L'Autorità Garante della Concorrenza e del Mercato ha inflitto ad Apple una sanzione da 98,6 milioni di euro per abuso di posizione dominante nell'App Store, segnando uno degli interventi antitrust più significativi nel settore tech degli ultimi anni in Italia. Nel mirino della decisione c'è l'App Tracking Transparency (ATT), il framework introdotto con iOS 14.5 nell'aprile 2021 che, secondo l'Agcm, impone agli sviluppatori terzi vincoli sproporzionati nella raccolta dei dati pubblicitari, creando al contempo un vantaggio competitivo per i servizi advertising di Cupertino. La contestazione non riguarda la tutela della privacy in sé, ma l'implementazione asimmetrica di un sistema che penalizza gli operatori esterni mentre preserva gli strumenti proprietari di Apple.
Il cuore tecnico della controversia ruota attorno al meccanismo del doppio consenso. Con l'introduzione di ATT, Apple ha subordinato l'accesso all'IDFA (Identifier for Advertisers), l'identificatore univoco essenziale per il tracking pubblicitario cross-app, a un prompt di sistema standardizzato. Questo si aggiunge, senza sostituirlo, al Consent Management Platform prompt già richiesto dalle normative europee sulla privacy, creando di fatto una duplicazione delle richieste di autorizzazione. L'effetto pratico è stato devastante per l'ecosistema pubblicitario: i tassi di opt-out sono schizzati dal 20% del precedente regime Limit Ad Tracking a oltre il 50%, rendendo inaccessibile l'IDFA alla maggioranza degli utenti iOS anche quando questi avevano già espresso consenso tramite i sistemi conformi al GDPR.
L'asimmetria nel trattamento dei dati rappresenta il secondo pilastro dell'accusa. Mentre gli sviluppatori terzi devono sottostare all'ATT prompt per accedere a dati limitati e aggregati tramite SKAdNetwork, Apple utilizza per i propri servizi pubblicitari identificatori proprietari come DSID e DPID, gestiti attraverso un Personalized Ads prompt tecnicamente meno restrittivo. Il framework di attribuzione interno Apple Ads Attribution fornisce alla piattaforma pubblicitaria di Cupertino metriche in tempo reale e granulari, mentre SKAdNetwork ritarda la disponibilità dei dati fino a 72 ore e li aggrega per proteggere la privacy, creando uno svantaggio tecnico strutturale per i competitor.

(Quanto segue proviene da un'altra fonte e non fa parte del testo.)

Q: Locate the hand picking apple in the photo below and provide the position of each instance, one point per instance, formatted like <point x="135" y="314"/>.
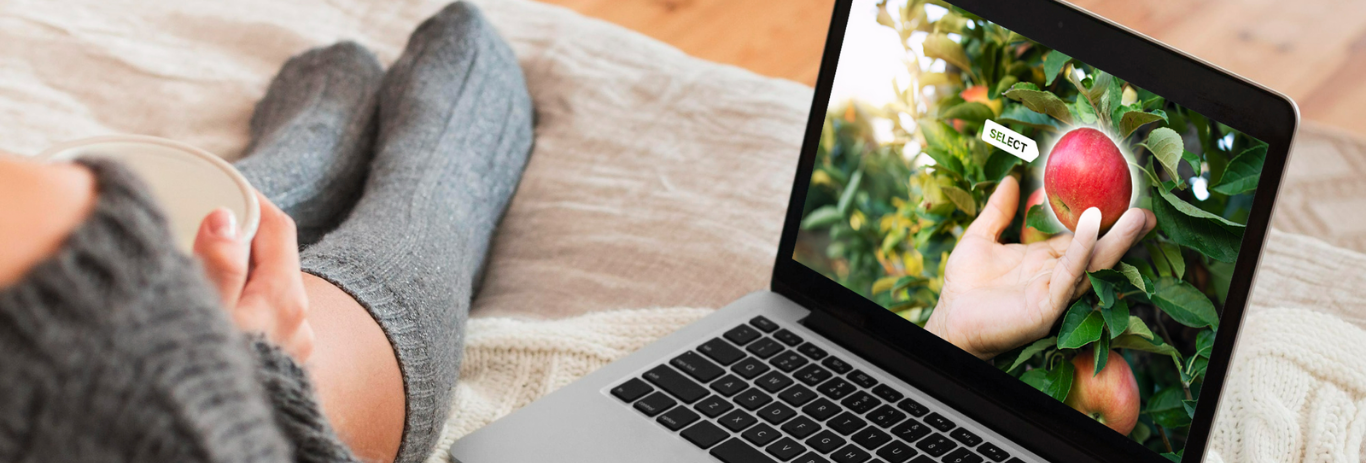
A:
<point x="1001" y="295"/>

Sul fronte del programmatic advertising, l'impatto è stato dirompente. La riduzione della disponibilità di IDFA ha aumentato drasticamente lo scatter loss, ovvero la dispersione degli investimenti pubblicitari, abbassando il valore degli spazi disponibili e incrementando i costi di acquisizione utente per gli inserzionisti. Gli sviluppatori italiani intervistati dall'Agcm hanno documentato cali significativi nei ricavi da pubblicità in-app, con particolare difficoltà per i modelli free-to-play che dipendono dalla monetizzazione tramite advertising mirato. I player minori dell'ad-tech, privi di first-party data consolidati, si trovano in posizione ancora più svantaggiata rispetto a giganti come Meta o Google che possono compensare con dati proprietari raccolti attraverso ecosistemi multipiattaforma.
L'Autorità ha qualificato la condotta come abuso di sfruttamento ai sensi dell'articolo 102 del TFUE, evidenziando che le regole ATT sono state imposte unilateralmente senza adeguata consultazione e risultano sproporzionate rispetto all'obiettivo dichiarato di tutela della privacy. La decisione sottolinea che Apple avrebbe potuto implementare un sistema di consenso unificato conforme al GDPR senza duplicare le richieste, dimostrando che alternative tecniche meno restrittive erano praticabili. Il punto cruciale è che privacy e concorrenza non sono obiettivi antagonisti: il problema nasce quando chi controlla il sistema operativo, lo store e l'infrastruttura pubblicitaria impone regole che favoriscono selettivamente i propri servizi.
La sanzione italiana si inserisce in un quadro europeo di crescente scrutinio verso le pratiche di Apple nell'advertising. L'Autorité de la Concurrence francese ha già sanzionato comportamenti analoghi, mentre il Bundeskartellamt tedesco ha notificato uno Statement of Objections con contestazioni sovrapponibili. Procedimenti paralleli sono attivi in Polonia e Romania, suggerendo un approccio coordinato delle autorità europee. Il Digital Markets Act ha formalmente aperto iOS a marketplace alternativi, ma l'Agcm osserva che l'ecosistema rimane sostanzialmente chiuso, con barriere tecniche e procedurali che limitano l'efficacia della concorrenza anche dopo le modifiche normative.